Lab guide: Buffer Overflow and Format Strings

Instituto Superior Técnico, Universidade de Lisboa

Network and Computer Security

Lab guide: Buffer Overflow and Format Strings

Goals

Learn how to detect the presence of a buffer-overflow vulnerability.
Learn how to detect the presence of a format-string vulnerability.
Learn how to exploit buffer-overflows and format-strings vulnerabilities.
Learn the existing techniques to protect systems against buffer-overflows.

Introduction

The goal of this lab is to analyse and exploit buffer-overflow and format string vulnerabilities. Buffer-overflow vulnerabilities usually occur when someone is allowed to write and/or to execute code in areas that one should not, and usually derives from the usage of unsafe function like gets. Format String vulnerabilities exist when a program uses printf(string) where string is a user controlled string.

Modern operating systems and compilers already incorporate some security features that prevent these attacks such as canaries, Executable space protection (XP)/Data Execution Prevention (DEP), and Address Space Layout Randomisation (ASLR).

Canaries are known values that are placed between a buffer and control data on the stack to monitor buffer overflows. When the buffer overflows, the first data to be corrupted will be the canary, and a failed verification of the canary data is therefore an alert of an overflow; Executable space protection (XP) prevents certain memory sectors, e.g. the stack, from being executed; and Address Space Layout Randomisation (ASLR) is a technology used to help prevent shell-code from being successful. It does this by randomly offsetting the location of modules and certain in-memory structures.

Combining these techniques makes it very difficult to exploit vulnerabilities in applications using shell-code or return-oriented programming (ROP) techniques. In order for our attacks to succeed we will thus need to disable them. For that we will need to compile our programs using the following flags (we use here vuln.c as the program to be compiled, and vuln as the generated binary).

Disable canaries: gcc vuln.c -o vuln -fno-stack-protector

Disable XP: gcc vuln.c -o vuln -z execstack

To disable ASLR we do it for the whole system:

Disable ASLR: echo 0 | sudo tee /proc/sys/kernel/randomize\_va\_space

Disable ASLR now as we need it for all our exercises.

The buffer-overflow exercises were adapted from the Exploit Exercises Project namely the Protostar Project.

Setup

For this Lab you should use the same VM as for XSS and SQLi. Instructions on how to setup the lab environment are here.

You will also use the gdb debugger for performing the next set of exercises. You may find some helpful pointers below:

Quick guide to gdb:
- https://beej.us/guide/bggdb/
- https://web.stanford.edu/class/cs107/guide/gdb.html
Graphical plugin for gdb
- PEDA - Python Exploit Development Assistance for GDB
- pwndbg
Quick guide to shell:
- http://www.cheat-sheets.org/saved-copy/bash_ref.pdf
- http://linux-shell-commands.jimdo.com/

Buffer Overflows

The store() function presented below has one local variable: buf, a character array with N positions. The diagram represents the program stack inside store() function, just before jumping to strcpy() but after pushing its arguments value (the 2nd argument), followed by buf (the 1st argument). A buffer overflow can happen when buf is written beyond its capacity by strcpy(), overwriting $ebp and the return address. This is possible because strcpy() does not verify the array bounds.

void store(char* value)
{
   char buf[N];
   strcpy(buf, value);
}
int main(int argc, char** argv)
{
   store(argv[1])
}

Task 1: Warmup

1.1 Simple Overflow

Let us start with program 00-simple.c (whose compiled binary is 00-simple). The goal of this exercise is to print the message “YOU WIN!!!” in the screen. How can we do it?
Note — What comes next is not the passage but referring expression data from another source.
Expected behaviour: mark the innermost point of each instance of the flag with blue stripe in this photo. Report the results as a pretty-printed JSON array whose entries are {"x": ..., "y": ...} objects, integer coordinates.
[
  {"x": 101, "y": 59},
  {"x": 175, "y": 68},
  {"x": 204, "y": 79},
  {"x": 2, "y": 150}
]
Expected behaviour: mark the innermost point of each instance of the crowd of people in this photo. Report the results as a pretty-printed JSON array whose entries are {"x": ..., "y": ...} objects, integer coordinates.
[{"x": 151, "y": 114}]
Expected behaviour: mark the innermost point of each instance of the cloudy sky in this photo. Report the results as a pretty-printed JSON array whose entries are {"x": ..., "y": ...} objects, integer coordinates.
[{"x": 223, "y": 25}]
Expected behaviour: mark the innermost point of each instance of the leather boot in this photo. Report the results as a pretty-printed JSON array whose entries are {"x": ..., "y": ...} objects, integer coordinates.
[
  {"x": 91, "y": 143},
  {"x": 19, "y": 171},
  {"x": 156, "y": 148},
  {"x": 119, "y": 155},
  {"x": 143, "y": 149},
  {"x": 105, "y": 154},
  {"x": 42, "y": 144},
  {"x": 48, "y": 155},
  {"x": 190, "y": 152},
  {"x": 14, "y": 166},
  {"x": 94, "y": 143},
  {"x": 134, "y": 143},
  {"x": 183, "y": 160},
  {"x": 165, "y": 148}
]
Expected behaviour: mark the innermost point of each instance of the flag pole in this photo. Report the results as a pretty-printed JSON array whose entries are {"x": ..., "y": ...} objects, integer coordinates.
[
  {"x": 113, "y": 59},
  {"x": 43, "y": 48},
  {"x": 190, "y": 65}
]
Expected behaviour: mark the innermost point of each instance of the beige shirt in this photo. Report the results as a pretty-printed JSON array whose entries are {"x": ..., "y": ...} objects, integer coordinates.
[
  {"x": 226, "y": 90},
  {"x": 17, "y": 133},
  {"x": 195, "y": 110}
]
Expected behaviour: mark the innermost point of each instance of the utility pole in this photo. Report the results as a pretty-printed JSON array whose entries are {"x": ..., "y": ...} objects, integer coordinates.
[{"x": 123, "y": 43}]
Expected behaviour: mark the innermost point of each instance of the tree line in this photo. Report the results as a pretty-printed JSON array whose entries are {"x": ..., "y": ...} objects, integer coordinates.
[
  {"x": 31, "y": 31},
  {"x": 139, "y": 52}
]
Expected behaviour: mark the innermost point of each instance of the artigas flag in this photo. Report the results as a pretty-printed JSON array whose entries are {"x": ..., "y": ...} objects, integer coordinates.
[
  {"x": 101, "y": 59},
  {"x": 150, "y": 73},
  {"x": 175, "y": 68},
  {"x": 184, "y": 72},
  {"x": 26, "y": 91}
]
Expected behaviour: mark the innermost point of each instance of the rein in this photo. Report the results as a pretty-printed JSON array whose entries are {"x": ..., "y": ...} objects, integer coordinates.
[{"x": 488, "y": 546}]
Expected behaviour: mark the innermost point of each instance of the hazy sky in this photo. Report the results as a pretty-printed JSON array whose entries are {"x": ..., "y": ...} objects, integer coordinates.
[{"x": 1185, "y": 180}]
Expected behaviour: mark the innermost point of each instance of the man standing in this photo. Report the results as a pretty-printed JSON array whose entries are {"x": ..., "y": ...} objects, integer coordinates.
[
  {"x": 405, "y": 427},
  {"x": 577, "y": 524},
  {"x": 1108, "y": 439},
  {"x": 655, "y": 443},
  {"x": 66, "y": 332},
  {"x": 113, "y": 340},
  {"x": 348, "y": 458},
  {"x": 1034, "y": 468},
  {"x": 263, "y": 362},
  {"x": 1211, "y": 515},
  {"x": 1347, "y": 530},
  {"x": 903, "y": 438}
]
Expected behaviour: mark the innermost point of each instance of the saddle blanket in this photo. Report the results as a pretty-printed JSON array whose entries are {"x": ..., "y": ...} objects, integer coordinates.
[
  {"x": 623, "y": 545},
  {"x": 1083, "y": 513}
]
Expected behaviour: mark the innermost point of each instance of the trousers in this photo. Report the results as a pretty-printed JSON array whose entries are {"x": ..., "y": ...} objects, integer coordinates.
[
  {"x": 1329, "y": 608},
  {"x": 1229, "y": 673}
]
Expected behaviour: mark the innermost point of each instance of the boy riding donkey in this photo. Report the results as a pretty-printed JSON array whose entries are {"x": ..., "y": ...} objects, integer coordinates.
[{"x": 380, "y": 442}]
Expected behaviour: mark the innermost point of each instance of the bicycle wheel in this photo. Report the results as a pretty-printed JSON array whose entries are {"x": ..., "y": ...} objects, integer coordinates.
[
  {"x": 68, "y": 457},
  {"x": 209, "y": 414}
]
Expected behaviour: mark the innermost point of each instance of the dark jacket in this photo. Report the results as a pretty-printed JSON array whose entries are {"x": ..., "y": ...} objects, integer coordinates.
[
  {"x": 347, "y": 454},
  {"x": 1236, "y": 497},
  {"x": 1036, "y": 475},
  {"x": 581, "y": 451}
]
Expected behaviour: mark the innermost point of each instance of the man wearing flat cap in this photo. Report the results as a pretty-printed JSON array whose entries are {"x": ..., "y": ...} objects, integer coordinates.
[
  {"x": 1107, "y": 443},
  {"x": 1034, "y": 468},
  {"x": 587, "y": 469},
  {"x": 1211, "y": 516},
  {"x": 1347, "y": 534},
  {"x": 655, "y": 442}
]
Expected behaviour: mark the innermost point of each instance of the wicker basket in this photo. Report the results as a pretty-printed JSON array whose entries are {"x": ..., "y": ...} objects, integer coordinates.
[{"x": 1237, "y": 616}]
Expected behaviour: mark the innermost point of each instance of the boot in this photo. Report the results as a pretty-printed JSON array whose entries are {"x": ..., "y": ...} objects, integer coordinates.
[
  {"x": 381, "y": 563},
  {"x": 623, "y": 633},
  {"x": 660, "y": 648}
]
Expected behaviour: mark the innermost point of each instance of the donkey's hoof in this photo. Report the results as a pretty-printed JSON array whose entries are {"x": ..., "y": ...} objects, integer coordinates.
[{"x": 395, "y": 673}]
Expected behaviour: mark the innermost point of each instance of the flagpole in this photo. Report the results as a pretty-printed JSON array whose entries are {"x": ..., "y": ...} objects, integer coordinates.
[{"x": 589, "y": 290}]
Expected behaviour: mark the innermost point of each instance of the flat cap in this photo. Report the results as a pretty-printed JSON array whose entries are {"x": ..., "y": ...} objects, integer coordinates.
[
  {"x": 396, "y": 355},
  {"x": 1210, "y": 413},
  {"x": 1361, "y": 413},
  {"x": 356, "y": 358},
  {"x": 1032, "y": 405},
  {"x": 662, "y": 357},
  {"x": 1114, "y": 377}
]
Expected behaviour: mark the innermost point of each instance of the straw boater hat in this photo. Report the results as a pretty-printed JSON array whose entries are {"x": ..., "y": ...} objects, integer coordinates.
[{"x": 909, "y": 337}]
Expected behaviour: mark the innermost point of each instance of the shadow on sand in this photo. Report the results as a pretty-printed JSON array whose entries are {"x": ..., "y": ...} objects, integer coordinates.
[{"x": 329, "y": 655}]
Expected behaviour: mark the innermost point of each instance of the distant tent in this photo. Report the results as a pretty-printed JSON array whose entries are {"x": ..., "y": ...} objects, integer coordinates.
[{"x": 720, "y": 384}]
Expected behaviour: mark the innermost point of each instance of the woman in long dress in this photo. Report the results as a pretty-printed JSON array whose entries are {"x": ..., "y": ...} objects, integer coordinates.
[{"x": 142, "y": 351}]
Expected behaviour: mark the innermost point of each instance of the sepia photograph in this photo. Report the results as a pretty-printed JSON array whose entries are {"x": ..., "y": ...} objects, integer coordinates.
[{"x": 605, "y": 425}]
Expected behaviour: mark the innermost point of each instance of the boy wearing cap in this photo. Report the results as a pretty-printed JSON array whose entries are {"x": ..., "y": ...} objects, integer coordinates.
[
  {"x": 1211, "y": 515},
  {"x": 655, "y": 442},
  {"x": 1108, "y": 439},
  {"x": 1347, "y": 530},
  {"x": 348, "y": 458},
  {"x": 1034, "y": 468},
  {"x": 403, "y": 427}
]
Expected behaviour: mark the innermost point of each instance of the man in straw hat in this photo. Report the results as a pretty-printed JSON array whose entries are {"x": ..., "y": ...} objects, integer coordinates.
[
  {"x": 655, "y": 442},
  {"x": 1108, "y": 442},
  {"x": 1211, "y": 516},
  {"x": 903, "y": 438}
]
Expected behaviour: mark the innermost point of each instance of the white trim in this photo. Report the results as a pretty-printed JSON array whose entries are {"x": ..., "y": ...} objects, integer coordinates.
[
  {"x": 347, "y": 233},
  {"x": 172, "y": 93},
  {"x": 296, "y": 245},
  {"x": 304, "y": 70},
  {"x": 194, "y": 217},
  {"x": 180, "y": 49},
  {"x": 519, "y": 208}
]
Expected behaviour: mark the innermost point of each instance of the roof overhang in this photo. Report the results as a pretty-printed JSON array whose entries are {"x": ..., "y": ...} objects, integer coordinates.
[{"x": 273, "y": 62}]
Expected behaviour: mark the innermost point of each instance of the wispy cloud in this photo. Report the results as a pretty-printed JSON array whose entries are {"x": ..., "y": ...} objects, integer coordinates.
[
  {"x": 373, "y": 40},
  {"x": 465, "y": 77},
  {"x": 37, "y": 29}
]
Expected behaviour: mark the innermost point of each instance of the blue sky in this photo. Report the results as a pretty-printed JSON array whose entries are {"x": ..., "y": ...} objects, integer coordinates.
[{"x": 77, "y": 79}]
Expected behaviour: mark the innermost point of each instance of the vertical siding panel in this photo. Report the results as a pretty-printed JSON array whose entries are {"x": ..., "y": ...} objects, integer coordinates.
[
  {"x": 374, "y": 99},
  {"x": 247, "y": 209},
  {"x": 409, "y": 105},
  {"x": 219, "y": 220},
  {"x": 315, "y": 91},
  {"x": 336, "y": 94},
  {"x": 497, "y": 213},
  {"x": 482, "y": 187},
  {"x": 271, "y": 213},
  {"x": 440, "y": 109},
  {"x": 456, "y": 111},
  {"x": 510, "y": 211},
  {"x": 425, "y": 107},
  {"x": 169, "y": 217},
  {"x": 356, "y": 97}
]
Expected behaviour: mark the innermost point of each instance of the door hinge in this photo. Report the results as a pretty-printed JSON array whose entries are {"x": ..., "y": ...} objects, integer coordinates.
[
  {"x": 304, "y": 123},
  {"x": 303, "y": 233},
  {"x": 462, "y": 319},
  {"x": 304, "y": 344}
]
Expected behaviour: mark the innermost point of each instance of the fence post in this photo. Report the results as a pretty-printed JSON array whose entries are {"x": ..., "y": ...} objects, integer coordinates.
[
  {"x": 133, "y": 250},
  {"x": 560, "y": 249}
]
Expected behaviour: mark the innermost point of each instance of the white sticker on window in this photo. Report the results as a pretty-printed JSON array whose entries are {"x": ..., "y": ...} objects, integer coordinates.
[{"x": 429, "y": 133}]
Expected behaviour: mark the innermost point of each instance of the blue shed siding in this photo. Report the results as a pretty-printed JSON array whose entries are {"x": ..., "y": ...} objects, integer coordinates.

Recall how variables are recorded in the stack; can variable buffer interfere with variable control?
How many bytes separate the two?
You might want to use GDB to see where buffer and control are stored in memory. Below are some of gdb basic functions.

GDB Basics

To analyse a program with gdb type gdb <file_to_analyse>
To disassemble a function use: disassemble <fn_name> or disassemble <memory_address>
- e.g. disassemble main or disassemble 0x0804843b.
- in gdp-peda you can use pdisass <fn_name/address> to do it with colours.
b <memory_address> inserts a breakpoint
- eg b *0x0804846a or b *main+47
r runs the current program
c continues execution until the next breakpoint
n executes the next instrution
s steps into function fn when the instruction is a call fn
p prints the value of an expression
- p variable_name prints the content of the variable (if the symbol variable_name is defined)
- p &variable_name prints the address where the variable is in memory
- p *memory_address prints the content in this address
bt prints a backtrace of the entire stack, that is, shows how you got to the current frame
info f prints the information about the current frame. This is usefull in the case one wants to know where the saved eid (aka, return address) of the frame is stored.
stack n shows the n registers of the stack after esp.

1.2 Match an Exact Value

Now that you know how to overflow a buffer, can you do it with an exact value? (01-match.c and 01-match).
The goal of this exercise is to print the “Congratulations” message in the screen.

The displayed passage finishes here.